Der Entscheidungsbaum
Für die meisten Fulfillment-Ausnahmen ist der Pfad:
- Identifizieren: den Ausnahmetyp klassifizieren (Adress-Fehlschlag, Verlust, Schaden, Verzögerung).
- Kontext aufrufen: Bestellung, Kunde, Bestand, Spediteur.
- Policy prüfen: Was sagt das Regelwerk für diesen Ausnahmetyp, dieses Kundensegment, diesen Bestellwert?
- Aktion entwerfen: Adresse korrigieren, ersetzen, erstatten, eskalieren, Reklamation einreichen — mit der richtigen Kundenkommunikation.
- Freigeben oder auto-fire: je nach Shadow- vs. autonomer Modus + Confidence-Schwelle + Regelwerk.
- Schließung bestätigen: die Reaktion des Kunden tracken (war das Problem gelöst? hat er erneut Kontakt aufgenommen?). Der Fall bleibt in "Nachfass," bis das SLA-Fenster ohne Wiedereröffnung verstrichen ist.
Kundenkommunikation: euren Ton treffen
Kundenkommunikation wird aus eurer historischen Korrespondenz generiert — wir lernen, wie euer Team sich entschuldigt, erstattet, neu versendet und eskaliert. Wir erfinden keinen Ton; wir treffen euren. Bei spediteurbedingten Verzögerungen entwerfen wir proaktive Mitteilungen mit der tatsächlichen Spediteur-ETA, keinem generischen "wir prüfen das" Platzhalter.
Die DE/FR/ES/PT/IT-Kommunikation funktioniert gleich: native Formulierungen, gelernt aus eurer historischen mehrsprachigen Korrespondenz, nicht on-the-fly übersetzt.
SLA + Supervisor-Eskalation
SLA-Timer starten dort, wo sie in eurem Runbook starten. Der Agent priorisiert Arbeit am nächsten zu Bruch, eskaliert an einen menschlichen Supervisor VOR Bruch (nicht nach) und überschreitet ein SLA niemals still.
Für regulierten Content (Verbraucherschutz, Pflichtmitteilungen) geht Eskalation immer an einen Menschen.
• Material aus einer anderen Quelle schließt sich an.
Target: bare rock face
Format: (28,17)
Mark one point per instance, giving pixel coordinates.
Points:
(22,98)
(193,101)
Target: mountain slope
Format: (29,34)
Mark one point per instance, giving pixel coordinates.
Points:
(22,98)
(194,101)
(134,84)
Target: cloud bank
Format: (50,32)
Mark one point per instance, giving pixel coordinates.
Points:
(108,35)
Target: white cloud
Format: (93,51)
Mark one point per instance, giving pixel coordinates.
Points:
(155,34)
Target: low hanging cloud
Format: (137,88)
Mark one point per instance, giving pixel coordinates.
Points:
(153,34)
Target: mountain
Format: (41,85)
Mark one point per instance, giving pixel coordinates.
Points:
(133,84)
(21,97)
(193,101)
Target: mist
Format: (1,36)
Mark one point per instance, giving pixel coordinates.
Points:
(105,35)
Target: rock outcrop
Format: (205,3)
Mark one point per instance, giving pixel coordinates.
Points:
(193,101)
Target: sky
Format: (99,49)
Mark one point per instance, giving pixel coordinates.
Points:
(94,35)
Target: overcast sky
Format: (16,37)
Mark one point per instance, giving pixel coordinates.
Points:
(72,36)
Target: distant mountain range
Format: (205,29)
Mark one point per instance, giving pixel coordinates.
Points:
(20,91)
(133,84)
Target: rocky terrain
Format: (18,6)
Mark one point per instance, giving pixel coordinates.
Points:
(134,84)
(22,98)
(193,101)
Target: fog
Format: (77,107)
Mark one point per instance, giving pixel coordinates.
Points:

Der Agent entwirft die vorlagenbasierte Kopie; ein Mensch gibt vor dem Versand frei.
Pricing: Bezahlung pro geschlossenem Fall
Das Pricing folgt der Schließung: Bezahlung pro geschlossenem Fall. Ein Fall zählt als geschlossen, wenn er für das vereinbarte Fenster geschlossen bleibt (typischerweise 14 Tage, länger für regulierte Workflows). Wenn der Fall innerhalb des Fensters wieder geöffnet wird, berechnen wir nichts.